Answer is A - There is already an AWS Active Directory running in the account. So this is simply about creating a client for the application to authenticate against this AD (inside AWS). There is no need to use Cognito, nor is threre a need to setup connectivity to an on-premises AD using IAM Centre. Client Applications can use OIDC (Open ID Connect) which is a web standard for user authentication.

ayadmawla

Change answer to B I take that back as I was thinking of Microsoft Azure which offers OIDC Authentication but Microsoft AD does not.

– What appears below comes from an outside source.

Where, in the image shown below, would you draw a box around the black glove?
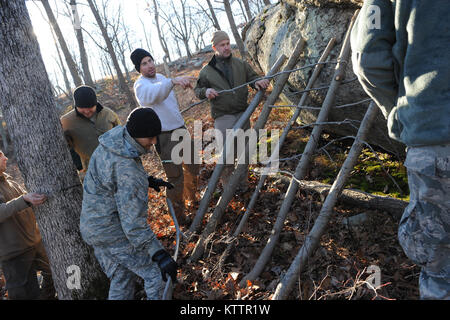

There are two options either via Cognito or Auth0 and then attach an IDP to one of them. See: https://docs.aws.amazon.com/elasticloadbalancing/latest/application/listener-authenticate-users.html https://aws.amazon.com/blogs/aws/built-in-authentication-in-alb/

vip2Option: B

ALB Authenticate users through corporate identities, using SAML, OpenID Connect (OIDC), or OAuth, through the user pools supported by Amazon Cognito. https://docs.aws.amazon.com/elasticloadbalancing/latest/application/listener-authenticate-users.html

9f02c8d

Option B

seetpt

I vote for B

TonytheTigerOption: D

Option D: Per AWS doc " An Amazon Cognito user pool is a user directory for web and mobile app authentication and authorization. " . The question states " The company hosts an intranet web application". So, you can't select Cognito https://docs.aws.amazon.com/cognito/latest/developerguide/cognito-user-identity-pools.html

JOKERO

Attach the new role to all groups ???